Oui, très clairement. En observant les enfants à Noël, je me dis que nous avons souvent perdu en chemin la simplicité de la joie. Pour un enfant, la magie de Noël ne se trouve pas dans la valeur du cadeau, mais dans l’anticipation, la surprise, le sentiment d’être attendu et aimé. Son bonheur repose sur des éléments invisibles mais essentiels : le temps de qualité, la tendresse, le jeu, l’attention sincère. Ce sont des ingrédients que les adultes ont tendance à considérer comme secondaires, alors qu’ils sont fondamentaux.
Les enfants nous rappellent que la joie n’a pas besoin d’être compliquée. Peut-être que le plus beau cadeau que l’on puisse leur offrir à Noël, ce n’est pas un objet, mais notre présence entière, sans téléphone, sans distraction mentale. Leur bonheur est profondément lié à un sentiment de sécurité, de connexion et d’appartenance.

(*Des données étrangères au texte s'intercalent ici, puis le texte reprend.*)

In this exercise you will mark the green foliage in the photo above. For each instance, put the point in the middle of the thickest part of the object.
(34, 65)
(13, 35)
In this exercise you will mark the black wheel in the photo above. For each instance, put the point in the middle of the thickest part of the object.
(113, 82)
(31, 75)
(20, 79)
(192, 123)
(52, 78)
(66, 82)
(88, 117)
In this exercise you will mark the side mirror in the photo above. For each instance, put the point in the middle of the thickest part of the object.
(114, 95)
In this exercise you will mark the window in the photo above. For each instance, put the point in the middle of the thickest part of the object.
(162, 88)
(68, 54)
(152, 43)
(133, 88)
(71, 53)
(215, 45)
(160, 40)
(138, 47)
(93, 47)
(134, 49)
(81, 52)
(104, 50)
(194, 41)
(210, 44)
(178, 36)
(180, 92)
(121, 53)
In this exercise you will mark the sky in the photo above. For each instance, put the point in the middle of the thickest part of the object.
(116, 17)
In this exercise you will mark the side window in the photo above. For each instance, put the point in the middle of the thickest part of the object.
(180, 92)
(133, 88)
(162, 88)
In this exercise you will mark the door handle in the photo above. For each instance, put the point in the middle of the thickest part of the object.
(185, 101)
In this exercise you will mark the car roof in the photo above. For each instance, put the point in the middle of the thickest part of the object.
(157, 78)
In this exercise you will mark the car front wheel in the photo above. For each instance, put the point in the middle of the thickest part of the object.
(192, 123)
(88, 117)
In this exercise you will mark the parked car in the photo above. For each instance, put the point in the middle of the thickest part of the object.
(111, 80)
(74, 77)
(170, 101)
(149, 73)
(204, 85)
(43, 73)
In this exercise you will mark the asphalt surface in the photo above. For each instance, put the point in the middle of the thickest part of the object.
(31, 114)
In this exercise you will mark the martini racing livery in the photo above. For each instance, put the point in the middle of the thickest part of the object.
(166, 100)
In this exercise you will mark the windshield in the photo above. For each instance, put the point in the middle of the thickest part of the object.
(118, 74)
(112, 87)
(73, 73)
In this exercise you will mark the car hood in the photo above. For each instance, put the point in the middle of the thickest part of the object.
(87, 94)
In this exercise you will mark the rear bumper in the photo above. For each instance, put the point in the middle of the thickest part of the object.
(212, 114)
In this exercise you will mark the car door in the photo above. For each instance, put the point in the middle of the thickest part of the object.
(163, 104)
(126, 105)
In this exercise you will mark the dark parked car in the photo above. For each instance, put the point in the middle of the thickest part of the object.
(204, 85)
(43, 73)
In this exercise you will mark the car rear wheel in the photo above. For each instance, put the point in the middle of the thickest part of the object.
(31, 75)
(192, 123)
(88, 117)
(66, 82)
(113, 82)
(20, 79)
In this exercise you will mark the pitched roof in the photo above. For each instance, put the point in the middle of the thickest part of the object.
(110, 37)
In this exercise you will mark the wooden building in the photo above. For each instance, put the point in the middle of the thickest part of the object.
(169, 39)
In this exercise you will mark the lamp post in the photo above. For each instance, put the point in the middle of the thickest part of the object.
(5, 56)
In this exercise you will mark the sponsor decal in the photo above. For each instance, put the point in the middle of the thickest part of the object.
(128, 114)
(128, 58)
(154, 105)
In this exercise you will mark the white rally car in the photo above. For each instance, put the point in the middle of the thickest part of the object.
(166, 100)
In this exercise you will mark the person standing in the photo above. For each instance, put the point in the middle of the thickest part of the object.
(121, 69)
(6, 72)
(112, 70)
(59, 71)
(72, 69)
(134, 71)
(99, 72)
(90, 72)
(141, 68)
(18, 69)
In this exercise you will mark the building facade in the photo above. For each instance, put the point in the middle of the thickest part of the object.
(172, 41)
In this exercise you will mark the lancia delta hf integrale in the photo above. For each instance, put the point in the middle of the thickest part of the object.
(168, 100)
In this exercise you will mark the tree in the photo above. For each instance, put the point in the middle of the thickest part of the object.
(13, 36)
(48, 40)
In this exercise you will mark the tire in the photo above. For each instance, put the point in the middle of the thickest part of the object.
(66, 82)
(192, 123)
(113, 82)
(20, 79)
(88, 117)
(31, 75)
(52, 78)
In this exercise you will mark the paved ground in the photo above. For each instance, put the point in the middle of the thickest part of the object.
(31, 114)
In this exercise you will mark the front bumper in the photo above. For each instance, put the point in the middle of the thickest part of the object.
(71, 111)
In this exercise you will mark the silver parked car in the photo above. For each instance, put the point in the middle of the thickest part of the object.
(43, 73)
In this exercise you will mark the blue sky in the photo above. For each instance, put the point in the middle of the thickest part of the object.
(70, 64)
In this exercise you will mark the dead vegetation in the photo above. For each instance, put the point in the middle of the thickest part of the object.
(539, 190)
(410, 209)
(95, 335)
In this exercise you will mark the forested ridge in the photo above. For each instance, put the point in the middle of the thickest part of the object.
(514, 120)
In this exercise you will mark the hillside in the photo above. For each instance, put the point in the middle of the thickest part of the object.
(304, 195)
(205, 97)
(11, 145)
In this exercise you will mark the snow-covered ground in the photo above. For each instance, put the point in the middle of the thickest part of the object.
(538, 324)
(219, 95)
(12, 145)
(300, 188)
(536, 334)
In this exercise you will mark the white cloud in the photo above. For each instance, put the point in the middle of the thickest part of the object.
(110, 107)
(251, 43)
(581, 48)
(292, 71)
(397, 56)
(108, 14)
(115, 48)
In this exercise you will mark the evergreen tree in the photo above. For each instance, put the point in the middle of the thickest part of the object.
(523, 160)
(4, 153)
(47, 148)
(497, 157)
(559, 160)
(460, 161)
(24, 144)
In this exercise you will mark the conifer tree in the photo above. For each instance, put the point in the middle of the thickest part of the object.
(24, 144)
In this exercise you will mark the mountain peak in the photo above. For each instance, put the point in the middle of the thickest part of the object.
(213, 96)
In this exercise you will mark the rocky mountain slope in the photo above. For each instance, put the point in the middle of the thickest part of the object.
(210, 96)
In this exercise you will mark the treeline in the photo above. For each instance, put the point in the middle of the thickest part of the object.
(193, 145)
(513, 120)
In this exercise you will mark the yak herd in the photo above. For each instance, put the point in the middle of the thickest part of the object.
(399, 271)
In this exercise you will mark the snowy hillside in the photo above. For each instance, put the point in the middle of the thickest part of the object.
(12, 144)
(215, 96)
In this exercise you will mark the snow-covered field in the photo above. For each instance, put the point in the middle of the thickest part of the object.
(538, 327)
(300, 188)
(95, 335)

?Pour beaucoup, Noël est avant tout un moment de retrouvailles. Dans un monde où le travail prend une place immense, comment préserver ces instants simples en famille, ceux qui nourrissent profondément le bonheur et donnent du sens à tout le reste ?
Noël est souvent idéalisé comme un moment parfait. Mais les familles ne sont pas des décors de cinéma. Elles sont faites de réalités, de différences, d’émotions et parfois, de tensions. Le vrai enjeu est de choisir un Noël vrai plutôt qu’un Noël parfait. Le bonheur en famille ne signifie pas que tout le monde soit d’accord ou que tout se déroule sans friction. Il signifie plutôt que chacun se sente respecté et écouté. Parfois, le bonheur se trouve dans une conversation calme plutôt que dans un grand rassemblement. Il peut aussi passer par la capacité à poser des limites, à dire «gardons ce moment léger» ou «parlons-en un autre jour».
Préserver ces instants simples demande un choix conscient : ralentir, prioriser l’humain sur l’agenda, accepter l’imperfection. Mais ce sont précisément ces moments-là qui nourrissent le bonheur et donnent du sens à tout le reste.
?À travers votre fonction, vous êtes quotidiennement au contact de l’humain. Pensez-vous que l’entreprise peut, à sa manière, contribuer au bonheur des personnes, non pas par de grands discours, mais par de petites attentions, une culture plus bienveillante, plus humaine ?
Je suis convaincu qu’une entreprise ne peut pas «rendre» quelqu’un heureux au sens absolu du terme. Le bonheur reste une expérience personnelle. En revanche, une organisation peut créer un environnement dans lequel le bien-être, la dignité et l’épanouissement deviennent possibles. Cela ne passe pas par de grands discours, mais par des gestes concrets : une culture d’écoute, un climat de confiance, le respect des individus, la reconnaissance du travail accompli. Le bonheur au travail ne se décrète pas ; il se cultive dans la qualité des relations humaines.
Les fêtes de fin d’année nous rappellent une vérité essentielle : les êtres humains ne se nourrissent pas uniquement de performances ou d’objectifs. Ils ont besoin de sens, de reconnaissance et de liens authentiques. Finalement, que ce soit dans la famille ou dans l’entreprise, la magie la plus puissante reste l’attention que nous accordons aux autres.